Plenković również rozwiał nadzieje na rozluźnianie obostrzeń epidemicznych w Chorwacji. Jego zdaniem, ostatnie tygodnie sezonu turystycznego powinny być raczej walka o utrzymanie na wybrzeżu statusu pomarańczowego, a nie czerwonego, co wymagałoby zapewne wprowadzenia nowych restrykcji. Chorwacki premier apelował więc o "zdyscyplinowanie, mądrość i większą odpowiedzialność".
Chorwaci nie chcą się szczepić
Te słowa padły w kontekście tego, iż na mapie Chorwacji najpopularniejsze regiony turystyczne dość wyraźnie pokrywa się z... obszarami o najniższym poziomie wyszczepienia. Najwięcej Chorwatów unikających szczepienia przeciw COVID-19 jest w żupani splicko-dalmatyńskiej. Nie lepiej prezentują się żupanie szybenicko-knińska oraz licko-seńska. Wszędzie tam w pełni zaszczepionych nie jest nawet 30 proc. mieszkańców.

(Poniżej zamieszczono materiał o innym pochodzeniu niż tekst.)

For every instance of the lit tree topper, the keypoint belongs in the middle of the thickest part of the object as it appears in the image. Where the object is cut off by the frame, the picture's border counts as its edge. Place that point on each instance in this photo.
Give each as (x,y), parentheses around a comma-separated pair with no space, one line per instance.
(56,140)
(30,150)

Wyjątkiem od tej reguły jest żupania primorsko-gorska, czyli region ze stolicą w Rijece, a obejmujący Opatiję, Crikvenicę, Lovran i wyspy Zatoki Kvarnerskiej takie, jak Rab, Cres, czy Krk. To najsilniej wyszczepiony region Chorwacji. Choć wynik i tak nie jest powalający, gdyż po pełnym szczepieniu jest tam ledwie 38,5 proc. ludności.